The method identifies a group of participants out of the normal cognition group with higher-PIB outliers removed. An outlier is a participant with any ROI with a DVR higher than the upper inner fence, from a set of ROIs known to be associated with amyloid deposition. Such participants are removed from the group, and this process is done iteratively until no more outliers are removed. Then, cutoff values are determined from this new group for each ROI, set again as the upper inner fence. Then these cutoff values are applied to all participants, and a participant is deemed PIB+ if they have at least 1 ROI above its cutoff.
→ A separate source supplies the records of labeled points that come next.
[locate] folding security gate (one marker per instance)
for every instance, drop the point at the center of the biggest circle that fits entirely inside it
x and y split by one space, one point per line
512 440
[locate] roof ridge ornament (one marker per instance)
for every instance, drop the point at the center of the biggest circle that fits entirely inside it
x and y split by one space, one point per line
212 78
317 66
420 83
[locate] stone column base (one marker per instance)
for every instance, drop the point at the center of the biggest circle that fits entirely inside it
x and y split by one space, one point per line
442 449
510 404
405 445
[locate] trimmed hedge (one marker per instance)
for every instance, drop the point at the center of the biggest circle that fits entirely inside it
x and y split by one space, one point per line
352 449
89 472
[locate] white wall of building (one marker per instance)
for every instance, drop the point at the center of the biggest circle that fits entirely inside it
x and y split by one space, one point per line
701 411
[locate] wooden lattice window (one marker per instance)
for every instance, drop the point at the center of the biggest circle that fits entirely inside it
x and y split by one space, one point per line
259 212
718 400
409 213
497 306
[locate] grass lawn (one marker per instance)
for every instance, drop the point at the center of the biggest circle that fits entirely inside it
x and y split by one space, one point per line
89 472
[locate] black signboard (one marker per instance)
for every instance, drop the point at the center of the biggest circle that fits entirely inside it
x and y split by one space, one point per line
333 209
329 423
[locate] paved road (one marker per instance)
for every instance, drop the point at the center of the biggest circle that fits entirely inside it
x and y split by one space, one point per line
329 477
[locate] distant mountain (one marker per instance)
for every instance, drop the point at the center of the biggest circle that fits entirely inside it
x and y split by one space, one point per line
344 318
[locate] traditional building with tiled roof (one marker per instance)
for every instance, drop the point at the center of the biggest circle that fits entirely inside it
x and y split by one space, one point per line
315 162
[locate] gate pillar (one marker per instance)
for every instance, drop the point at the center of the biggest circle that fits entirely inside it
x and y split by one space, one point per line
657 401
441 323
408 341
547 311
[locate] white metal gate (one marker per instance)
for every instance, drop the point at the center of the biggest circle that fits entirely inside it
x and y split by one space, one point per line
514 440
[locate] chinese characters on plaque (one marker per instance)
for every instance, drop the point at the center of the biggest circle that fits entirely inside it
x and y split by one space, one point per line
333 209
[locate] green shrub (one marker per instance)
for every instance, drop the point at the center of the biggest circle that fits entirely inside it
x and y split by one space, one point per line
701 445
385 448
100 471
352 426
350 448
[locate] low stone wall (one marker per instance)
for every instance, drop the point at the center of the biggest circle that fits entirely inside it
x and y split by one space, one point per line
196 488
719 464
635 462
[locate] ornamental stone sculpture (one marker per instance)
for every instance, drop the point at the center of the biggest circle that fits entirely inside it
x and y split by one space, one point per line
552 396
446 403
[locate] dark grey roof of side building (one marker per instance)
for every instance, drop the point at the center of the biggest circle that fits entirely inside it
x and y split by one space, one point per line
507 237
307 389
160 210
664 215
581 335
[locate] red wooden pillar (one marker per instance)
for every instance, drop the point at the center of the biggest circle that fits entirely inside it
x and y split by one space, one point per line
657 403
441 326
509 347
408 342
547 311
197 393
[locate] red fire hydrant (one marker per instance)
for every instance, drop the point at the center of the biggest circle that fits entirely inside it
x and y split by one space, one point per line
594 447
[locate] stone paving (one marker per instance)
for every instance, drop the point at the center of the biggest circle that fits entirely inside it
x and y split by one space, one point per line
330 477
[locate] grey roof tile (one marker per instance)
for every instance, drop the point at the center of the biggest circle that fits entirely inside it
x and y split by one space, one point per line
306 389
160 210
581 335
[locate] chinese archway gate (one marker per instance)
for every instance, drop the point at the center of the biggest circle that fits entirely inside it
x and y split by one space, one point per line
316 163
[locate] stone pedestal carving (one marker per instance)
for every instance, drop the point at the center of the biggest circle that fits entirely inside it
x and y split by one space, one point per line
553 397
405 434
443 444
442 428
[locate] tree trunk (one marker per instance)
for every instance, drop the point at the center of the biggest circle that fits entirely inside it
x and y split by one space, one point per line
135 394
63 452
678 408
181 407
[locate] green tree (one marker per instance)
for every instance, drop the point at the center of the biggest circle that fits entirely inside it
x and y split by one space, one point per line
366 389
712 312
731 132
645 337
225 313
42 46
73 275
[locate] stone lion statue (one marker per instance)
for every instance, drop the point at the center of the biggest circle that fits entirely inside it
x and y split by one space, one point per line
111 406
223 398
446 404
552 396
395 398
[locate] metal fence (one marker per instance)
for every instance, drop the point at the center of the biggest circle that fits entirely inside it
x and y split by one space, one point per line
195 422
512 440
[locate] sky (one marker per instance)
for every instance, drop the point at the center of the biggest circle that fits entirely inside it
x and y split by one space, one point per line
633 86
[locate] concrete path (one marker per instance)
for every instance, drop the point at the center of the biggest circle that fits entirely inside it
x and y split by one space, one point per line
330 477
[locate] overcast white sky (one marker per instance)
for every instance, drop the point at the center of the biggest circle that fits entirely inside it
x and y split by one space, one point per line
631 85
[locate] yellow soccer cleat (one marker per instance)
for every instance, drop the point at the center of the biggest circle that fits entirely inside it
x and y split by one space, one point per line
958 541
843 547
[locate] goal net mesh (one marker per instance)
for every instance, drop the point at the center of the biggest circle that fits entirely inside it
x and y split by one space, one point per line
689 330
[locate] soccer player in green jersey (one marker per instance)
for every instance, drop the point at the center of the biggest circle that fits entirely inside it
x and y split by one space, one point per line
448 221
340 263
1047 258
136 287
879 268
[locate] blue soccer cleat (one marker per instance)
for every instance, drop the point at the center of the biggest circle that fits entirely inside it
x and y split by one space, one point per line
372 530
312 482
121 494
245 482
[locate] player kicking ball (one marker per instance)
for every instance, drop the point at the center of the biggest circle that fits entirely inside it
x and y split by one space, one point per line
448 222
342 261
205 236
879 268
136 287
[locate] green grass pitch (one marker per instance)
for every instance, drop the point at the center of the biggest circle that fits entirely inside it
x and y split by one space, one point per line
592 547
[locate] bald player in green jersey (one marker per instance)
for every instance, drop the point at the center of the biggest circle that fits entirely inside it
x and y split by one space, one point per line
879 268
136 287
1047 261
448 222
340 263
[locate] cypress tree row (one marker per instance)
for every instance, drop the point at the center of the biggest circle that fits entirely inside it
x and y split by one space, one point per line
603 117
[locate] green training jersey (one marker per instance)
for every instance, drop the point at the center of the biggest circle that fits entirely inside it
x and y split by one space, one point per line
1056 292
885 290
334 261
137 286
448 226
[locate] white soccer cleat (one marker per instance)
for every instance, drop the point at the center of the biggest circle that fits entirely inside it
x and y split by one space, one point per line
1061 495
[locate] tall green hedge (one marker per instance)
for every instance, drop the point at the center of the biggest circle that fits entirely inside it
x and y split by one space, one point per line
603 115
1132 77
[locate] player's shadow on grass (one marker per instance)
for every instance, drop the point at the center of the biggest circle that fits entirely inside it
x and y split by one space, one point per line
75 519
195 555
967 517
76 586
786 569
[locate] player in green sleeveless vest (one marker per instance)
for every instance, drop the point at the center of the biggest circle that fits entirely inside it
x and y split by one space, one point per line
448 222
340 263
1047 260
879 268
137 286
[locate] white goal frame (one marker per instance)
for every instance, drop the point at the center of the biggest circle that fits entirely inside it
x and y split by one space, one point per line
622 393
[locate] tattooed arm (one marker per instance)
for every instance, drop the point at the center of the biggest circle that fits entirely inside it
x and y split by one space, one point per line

To demonstrate, a fake dataset of DVR values for 50 fake participants was generated and is available as `fake_DVR`. This would be equivalent to using `batch_tm()` on a group of participants with the `"Logan"` model specified.

```{r}
fake_DVR[1:5,]

```

To calculate the cutoff values using this iterative method, `cutoff_aiz()` takes 2 arguments: the DVR data, and the names of the variables of the ROI DVRs to use (and there must be at least 2 for this method).

```{r}
cutoffs <- cutoff_aiz(fake_DVR, c("ROI1_DVR", "ROI2_DVR", "ROI3_DVR", "ROI4_DVR"))

cutoffs

```

The final step is to apply the cutoffs to the full set of participants. We will use the same sample data:

```{r}
positivity_table <- pos_anyroi(fake_DVR, cutoffs)

positivity_table

```

The algorithm identified 11 PIB+ participants. In the generation of the sample data, the DVRs from the first 10 participants were drawn from a normal distribution with mean 1.9, sd 0.6 and for the latter 40 participants, from mean 1.3, sd 0.3; thus this pattern is in line with what we would expect: all 10 of the first participants are PIB+, and just 1 of the latter 40 was (by chance).